I didn't know there was a series based on anything by Zola. He's one of my favorites, so I may have to dig it up, even if it is lackluster.

pattinase (abbott) said...

They did THERESE RAQUIN in Season Ten, 1981, I think, and it was terrific. Don't know if it would hold us but at the time....

Yvette said...

An interesting point, Patti and maybe I do understand what you mean. But I kind of don't agree. I always loved the 'feel' of BBC productions so I was usually happy with most of their work.

I think ELIZABETH R (From the first season) with Glenda Jackson is the benchmark of all Elisaabethan dramas (About the queen.)I've seen anywhere at any time. The updated Cate Blanchett film did not even begin to compare though it was pretty enough.

I loved their version of THE LAST OF THE MOHICANS though production values on it were not as strong as they might have been.

I think BRIDESHEAD REVISITED was the best television show of all time except for maybe THE WEST WING.

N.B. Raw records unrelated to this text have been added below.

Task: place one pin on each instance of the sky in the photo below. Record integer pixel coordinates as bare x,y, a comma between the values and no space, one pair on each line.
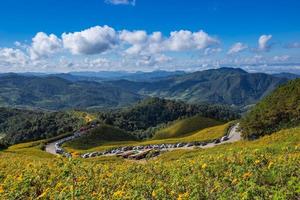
146,35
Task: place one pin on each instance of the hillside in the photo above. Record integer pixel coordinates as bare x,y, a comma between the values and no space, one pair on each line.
19,125
57,93
182,127
146,117
223,86
267,168
281,109
100,135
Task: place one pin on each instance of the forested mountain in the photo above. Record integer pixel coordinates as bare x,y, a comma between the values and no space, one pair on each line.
281,109
151,114
19,125
57,93
224,86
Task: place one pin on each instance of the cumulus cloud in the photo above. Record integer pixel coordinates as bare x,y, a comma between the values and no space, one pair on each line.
142,43
293,45
264,42
121,2
43,45
13,56
281,58
94,40
237,48
187,40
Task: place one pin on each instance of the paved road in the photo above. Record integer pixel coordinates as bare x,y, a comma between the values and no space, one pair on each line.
50,148
234,135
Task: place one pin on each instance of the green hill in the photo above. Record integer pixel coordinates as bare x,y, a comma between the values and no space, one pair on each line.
186,126
19,125
222,86
279,110
98,136
146,117
57,93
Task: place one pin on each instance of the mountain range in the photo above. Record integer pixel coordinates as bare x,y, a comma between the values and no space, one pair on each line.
229,86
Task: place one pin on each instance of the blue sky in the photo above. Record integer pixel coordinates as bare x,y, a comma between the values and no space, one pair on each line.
94,35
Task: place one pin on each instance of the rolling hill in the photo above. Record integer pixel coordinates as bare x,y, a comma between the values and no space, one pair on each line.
281,109
223,86
57,93
184,127
100,135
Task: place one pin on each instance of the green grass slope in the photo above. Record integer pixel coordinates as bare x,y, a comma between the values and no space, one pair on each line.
267,168
279,110
186,126
100,135
207,134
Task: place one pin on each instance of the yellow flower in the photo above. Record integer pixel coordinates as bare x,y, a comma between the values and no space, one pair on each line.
270,165
247,175
183,196
153,193
1,189
119,194
234,181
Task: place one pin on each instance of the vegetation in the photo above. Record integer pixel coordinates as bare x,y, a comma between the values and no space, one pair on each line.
148,116
267,168
56,93
279,110
220,86
186,126
205,135
19,125
99,136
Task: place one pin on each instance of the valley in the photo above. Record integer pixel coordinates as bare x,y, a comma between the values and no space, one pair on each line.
156,148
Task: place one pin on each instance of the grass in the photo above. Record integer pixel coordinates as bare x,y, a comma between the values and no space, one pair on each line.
99,136
206,134
267,168
184,127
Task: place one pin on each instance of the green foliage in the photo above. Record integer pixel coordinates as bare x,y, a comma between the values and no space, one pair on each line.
56,93
145,118
221,86
19,125
186,126
267,168
98,136
279,110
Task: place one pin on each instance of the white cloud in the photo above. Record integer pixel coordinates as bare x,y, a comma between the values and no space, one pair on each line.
94,40
281,58
264,42
134,37
293,45
43,45
142,43
237,48
210,51
13,56
121,2
186,40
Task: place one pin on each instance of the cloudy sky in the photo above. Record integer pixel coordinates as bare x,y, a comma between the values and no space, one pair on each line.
144,35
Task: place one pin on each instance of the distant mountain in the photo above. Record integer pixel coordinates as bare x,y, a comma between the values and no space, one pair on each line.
229,86
58,93
279,110
289,76
134,76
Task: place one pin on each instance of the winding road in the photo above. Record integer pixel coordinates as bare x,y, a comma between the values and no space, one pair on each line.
233,136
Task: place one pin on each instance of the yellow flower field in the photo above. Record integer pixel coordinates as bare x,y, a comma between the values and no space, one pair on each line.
264,169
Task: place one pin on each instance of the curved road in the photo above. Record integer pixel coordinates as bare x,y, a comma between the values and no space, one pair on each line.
50,148
233,136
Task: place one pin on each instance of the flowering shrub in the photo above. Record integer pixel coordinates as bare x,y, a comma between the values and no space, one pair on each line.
264,169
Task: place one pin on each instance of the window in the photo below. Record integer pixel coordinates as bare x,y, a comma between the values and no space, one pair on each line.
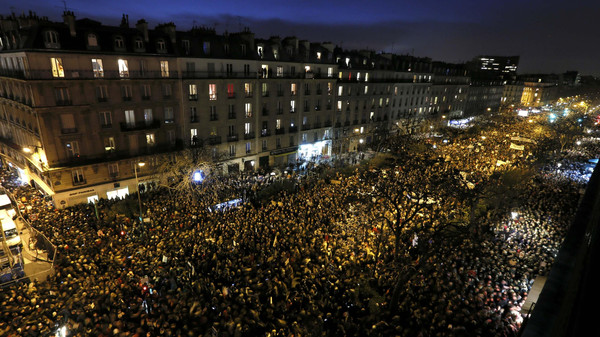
109,144
92,40
63,96
193,115
72,149
193,136
130,118
167,91
231,111
123,68
150,139
161,46
146,92
248,109
212,92
164,68
97,68
105,119
113,169
169,115
230,91
57,68
51,39
193,92
138,43
119,44
78,177
126,91
148,118
213,113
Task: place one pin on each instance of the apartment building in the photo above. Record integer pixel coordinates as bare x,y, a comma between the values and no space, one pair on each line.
82,103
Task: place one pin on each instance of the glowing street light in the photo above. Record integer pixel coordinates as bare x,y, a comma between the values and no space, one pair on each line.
137,185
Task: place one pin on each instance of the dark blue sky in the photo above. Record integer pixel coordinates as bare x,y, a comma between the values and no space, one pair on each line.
550,36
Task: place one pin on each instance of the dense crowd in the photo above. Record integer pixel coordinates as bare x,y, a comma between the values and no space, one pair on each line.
312,262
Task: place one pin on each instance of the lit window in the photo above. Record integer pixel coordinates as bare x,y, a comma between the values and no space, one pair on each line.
248,109
123,68
164,68
97,68
92,40
212,92
150,139
57,68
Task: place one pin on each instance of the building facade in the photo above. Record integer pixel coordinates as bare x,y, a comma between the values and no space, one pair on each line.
81,103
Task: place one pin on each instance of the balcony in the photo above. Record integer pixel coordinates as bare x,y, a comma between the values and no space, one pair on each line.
65,131
213,140
141,125
77,74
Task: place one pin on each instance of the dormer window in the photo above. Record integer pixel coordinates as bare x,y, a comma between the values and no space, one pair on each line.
92,40
51,39
161,46
119,44
138,44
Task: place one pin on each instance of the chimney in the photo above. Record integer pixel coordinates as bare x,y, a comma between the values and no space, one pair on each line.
142,26
69,19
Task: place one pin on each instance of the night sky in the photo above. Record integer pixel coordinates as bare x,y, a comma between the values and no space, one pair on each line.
550,36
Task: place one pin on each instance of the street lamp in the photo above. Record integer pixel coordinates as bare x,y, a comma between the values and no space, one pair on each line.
137,185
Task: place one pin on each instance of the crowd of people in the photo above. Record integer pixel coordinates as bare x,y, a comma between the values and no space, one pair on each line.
316,261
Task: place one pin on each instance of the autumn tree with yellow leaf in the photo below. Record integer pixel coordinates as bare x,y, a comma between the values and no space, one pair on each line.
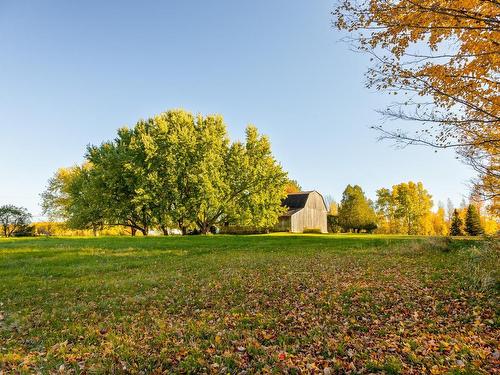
442,57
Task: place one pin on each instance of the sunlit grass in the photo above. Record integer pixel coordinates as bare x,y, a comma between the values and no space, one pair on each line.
232,303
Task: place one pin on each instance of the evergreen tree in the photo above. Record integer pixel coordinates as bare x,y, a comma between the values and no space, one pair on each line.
473,221
456,224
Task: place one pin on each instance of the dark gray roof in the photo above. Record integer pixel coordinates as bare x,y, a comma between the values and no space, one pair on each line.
296,201
291,212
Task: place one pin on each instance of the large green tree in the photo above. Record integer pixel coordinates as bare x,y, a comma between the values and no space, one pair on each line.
72,196
356,211
174,169
473,225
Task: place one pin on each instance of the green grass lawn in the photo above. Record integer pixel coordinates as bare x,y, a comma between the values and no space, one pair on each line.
223,304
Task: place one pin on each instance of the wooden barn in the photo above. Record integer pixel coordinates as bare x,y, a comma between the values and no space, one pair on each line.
306,211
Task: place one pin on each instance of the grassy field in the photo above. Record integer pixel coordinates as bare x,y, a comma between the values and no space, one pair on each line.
224,304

Also loved: THE SIX WIVES OF HENRY XIII, HEDDA GABLER (also, if I remember correctly, with Glenda Jackson), VANITY FAIR, UPSTAIRS,DOWNSTAIRS (of course), THE UNPLEASANTNESS AT THE BELONA CLUB, MADAME BOVARY, THERESE RACQUIN, ANNA KARENINA, THE POLITICIAN'S WIFE,I,CLAUDIUS, POLDARK, PERSUASION, PRIDE AND PREJUDICE,...well, you get my drift. I was and am a Masterpiece Theater freak even if lately I haven't kept up with things (except for the occasional MYSTERY) because I no longer have cable.

Anonymous said...

Deb, yes they did do NANA. But no, it was not on Masterpiece Theatre. I think it was a little explicit for that series. It was run in 1968 in Britain but ran here several years later, I believe.

Jeff M.

Todd Mason said...

Yes, and CALL THE MIDWIFE isn't under the MASTERPIECE rubric, either (for that matter, MYSTERY! was its own series for more than two decades...now the MASTERPIECE package is divided rather clumsily into CLASSIC, CONTEMPORARY and MYSTERY, since ExxonMobil apparently wants to pay for one series rather than two (MT and MYSTERY!). No, Patti, the fault often lay in the productions, and the ones chose for this package, as Mobil wasn't interested in supporting anything that would shake anyone up...that was, as a result, left to other PBS series when it occurred on the network at all...consider HOLLYWOOD TELEVISION THEATER and AMERICAN PLAYHOUSE (and such fine, now obscure series as VISIONS). Certainly THE FORSYTE SAGA, the earlier production (as opposed to the remake a decade back that was run on MT) that began in the US on the NET (National Educational Television) network and continued on PBS when the newer network was formed was more compelling than almost anything on MT at the time.

Todd Mason said...

PBS was definitely able to run more explicit material than other US networks, though they, too, had their moments, not least with the likes of ABC's ROOTS, at least till they all started quaking at W's retrograde FCC.